Saturday, May 21, 2011

The invisible Lucene bug fixed point

It turns out, the Jira issue tracking system, which we make heavy use of here at Apache, uses Lucene under the hood for searching and browsing issues. This is wonderful since it means Lucene developers are eating their own dog food whenever they use Jira.

Atlassian has opened up some doozy bugs over time, including one of the earliest bug numbers I've ever worked on, LUCENE-140. They sent me a t-shirt for fixing that one (thank you!).

Now, imagine this: what if there were a sneaky bug in Lucene, say a certain text fragment that causes an exception during indexing. A user opens an issue to report this, including the problematic text fragment, yet, because Jira uses Lucene, it hits an exception while indexing that fragment and causes this one bug to be un-searchable and un-viewable when browsing! An invisible bug fixed point.

It's somewhat mind bending to think about, Lucene recursing on itself through Jira, yet it's theoretically possible! Maybe we have a few of invisible bug fixed points lurking already and nobody knows...

Saturday, May 7, 2011

265% indexing speedup with Lucene's concurrent flushing

A week ago, I described the nightly benchmarks we use to catch any unexpected slowdowns in Lucene's performance. Back then the graphs were rather boring (a good thing), but, not anymore! Have a look at the stunning jumps in Lucene's indexing rate:



(Click through the image to see details about what changed on dates A, B, C and D).

Previously we were around 102 GB of plain text per hour, and now it's about 270 GB/hour. That's a 265% jump! Lucene now indexes all of Wikipedia's 23.2 GB (English) export in 5 minutes and 10 seconds.

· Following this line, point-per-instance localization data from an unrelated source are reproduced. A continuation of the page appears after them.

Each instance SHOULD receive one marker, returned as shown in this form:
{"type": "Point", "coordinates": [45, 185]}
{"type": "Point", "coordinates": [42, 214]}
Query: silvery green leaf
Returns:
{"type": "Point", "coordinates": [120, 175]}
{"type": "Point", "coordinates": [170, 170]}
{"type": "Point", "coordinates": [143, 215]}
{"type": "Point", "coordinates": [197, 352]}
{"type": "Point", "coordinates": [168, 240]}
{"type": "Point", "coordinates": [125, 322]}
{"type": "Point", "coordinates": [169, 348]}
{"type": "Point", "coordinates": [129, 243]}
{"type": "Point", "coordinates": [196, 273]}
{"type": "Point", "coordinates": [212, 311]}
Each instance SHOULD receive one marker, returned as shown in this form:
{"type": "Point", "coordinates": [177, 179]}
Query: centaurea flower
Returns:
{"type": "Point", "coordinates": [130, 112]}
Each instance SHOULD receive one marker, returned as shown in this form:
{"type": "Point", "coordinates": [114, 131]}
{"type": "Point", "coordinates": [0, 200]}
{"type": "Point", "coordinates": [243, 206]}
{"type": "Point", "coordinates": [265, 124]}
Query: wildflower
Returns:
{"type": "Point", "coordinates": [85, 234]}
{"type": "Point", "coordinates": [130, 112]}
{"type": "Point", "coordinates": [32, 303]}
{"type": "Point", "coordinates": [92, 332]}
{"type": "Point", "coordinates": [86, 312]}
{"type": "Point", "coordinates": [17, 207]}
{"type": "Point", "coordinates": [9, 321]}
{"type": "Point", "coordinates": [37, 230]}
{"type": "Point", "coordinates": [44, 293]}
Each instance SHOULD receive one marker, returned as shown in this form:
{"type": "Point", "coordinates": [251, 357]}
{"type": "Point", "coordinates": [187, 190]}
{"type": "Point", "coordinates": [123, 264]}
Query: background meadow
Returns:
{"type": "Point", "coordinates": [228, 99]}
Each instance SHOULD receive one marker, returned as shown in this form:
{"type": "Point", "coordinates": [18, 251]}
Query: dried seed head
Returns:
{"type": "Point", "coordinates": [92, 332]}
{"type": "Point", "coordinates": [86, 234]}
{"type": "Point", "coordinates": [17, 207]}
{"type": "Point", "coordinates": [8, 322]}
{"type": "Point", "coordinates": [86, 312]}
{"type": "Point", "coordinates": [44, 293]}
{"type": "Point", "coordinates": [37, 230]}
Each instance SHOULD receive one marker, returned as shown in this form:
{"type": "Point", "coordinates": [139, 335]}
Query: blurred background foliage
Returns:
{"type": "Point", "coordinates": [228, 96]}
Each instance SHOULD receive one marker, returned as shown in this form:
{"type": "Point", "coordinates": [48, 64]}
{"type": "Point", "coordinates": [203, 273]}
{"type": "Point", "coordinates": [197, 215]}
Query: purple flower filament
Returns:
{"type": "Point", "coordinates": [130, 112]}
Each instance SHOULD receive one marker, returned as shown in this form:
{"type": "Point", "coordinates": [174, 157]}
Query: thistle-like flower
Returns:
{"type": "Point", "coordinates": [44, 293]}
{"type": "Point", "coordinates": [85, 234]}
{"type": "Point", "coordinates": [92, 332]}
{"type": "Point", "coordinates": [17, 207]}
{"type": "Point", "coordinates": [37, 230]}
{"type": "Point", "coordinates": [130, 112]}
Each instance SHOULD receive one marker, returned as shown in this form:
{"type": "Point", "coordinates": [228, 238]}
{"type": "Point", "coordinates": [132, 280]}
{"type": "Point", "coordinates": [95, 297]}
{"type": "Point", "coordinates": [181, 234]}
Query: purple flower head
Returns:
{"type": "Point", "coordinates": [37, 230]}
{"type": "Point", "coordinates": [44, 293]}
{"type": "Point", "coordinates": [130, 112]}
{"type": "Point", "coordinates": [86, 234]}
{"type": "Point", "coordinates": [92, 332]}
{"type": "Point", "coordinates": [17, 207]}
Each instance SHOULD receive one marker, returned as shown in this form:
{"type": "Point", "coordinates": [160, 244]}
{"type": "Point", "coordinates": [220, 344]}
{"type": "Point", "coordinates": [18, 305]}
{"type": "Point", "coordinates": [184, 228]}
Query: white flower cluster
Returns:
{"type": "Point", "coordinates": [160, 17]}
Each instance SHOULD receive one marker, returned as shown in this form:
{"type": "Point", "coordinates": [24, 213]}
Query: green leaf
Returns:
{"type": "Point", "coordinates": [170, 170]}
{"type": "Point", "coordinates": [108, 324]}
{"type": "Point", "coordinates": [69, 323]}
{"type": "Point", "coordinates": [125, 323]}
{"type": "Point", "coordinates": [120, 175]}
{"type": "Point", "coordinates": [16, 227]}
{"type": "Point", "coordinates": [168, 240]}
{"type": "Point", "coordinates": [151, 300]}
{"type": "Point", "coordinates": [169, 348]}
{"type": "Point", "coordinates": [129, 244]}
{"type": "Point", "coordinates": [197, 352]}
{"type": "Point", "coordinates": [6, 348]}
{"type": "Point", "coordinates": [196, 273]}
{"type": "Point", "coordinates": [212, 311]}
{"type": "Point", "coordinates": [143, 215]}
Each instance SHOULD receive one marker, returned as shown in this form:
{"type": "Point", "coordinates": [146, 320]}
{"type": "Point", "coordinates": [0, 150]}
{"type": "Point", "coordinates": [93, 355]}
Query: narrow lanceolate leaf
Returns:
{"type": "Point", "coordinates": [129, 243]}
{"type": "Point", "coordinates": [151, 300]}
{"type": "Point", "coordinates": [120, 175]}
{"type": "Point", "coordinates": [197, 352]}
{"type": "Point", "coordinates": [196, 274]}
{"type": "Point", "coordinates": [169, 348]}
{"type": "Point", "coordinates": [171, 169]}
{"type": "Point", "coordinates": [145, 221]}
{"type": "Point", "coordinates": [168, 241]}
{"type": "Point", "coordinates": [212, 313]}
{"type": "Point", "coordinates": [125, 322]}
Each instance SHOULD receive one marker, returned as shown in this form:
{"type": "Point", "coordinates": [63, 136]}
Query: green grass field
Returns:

How did this happen? Concurrent flushing.

That new feature, having lived on a branch for quite some time, undergoing many fun iterations, was finally merged back to trunk about a week ago.

Before concurrent flushing, whenever IndexWriter needed to flush a new segment, it would stop all indexing threads and hijack one thread to perform the rather compute intensive flush. This was a nasty bottleneck on computers with highly concurrent hardware; flushing was inherently single threaded. I previously described the problem here.

But with concurrent flushing, each thread freely flushes its own segment even while other threads continue indexing. No more bottleneck!

Note that there are two separate jumps in the graph. The first jump, the day concurrent flushing landed (labelled as B on the graph), shows the improvement while using only 6 threads and 512 MB RAM buffer during indexing. Those settings resulted in the fastest indexing rate before concurrent flushing.

The second jump (labelled as D on the graph) happened when I increased the indexing threads to 20 and dropped the RAM buffer to 350 MB, giving the fastest indexing rate after concurrent flushing.

One nice side effect of concurrent flushing is that you can now use RAM buffers well over 2.1 GB, as long as you use multiple threads. Curiously, I found that larger RAM buffers slow down overall indexing rate. This might be because of the discontinuity when closing IndexWriter, when we must wait for all the RAM buffers to be written to disk. It would be better to measure steady state indexing rate, while indexing an effectively infinite content source, and ignoring the startup and ending transients; I suspect if I measured that instead, we'd see gains from larger RAM buffers, but this is just speculation at this point.

There were some very challenging changes required to make concurrent flushing work, especially around how IndexWriter handles buffered deletes. Simon Willnauer does a great job describing these changes here and here. Concurrency is tricky!

Remember this change only helps you if you have concurrent hardware, you use enough threads for indexing and there's no other bottleneck (for example, in the content source that provides the documents). Also, if your IO system can't keep up then it will bottleneck your CPU concurrency. The nightly benchmark runs on a computer with 12 real (24 with hyperthreading) cores and a fast (OCZ Vertex 3) solid-state disk. Finally, this feature is not yet released: it was committed to Lucene's trunk, which will eventually be released as 4.0.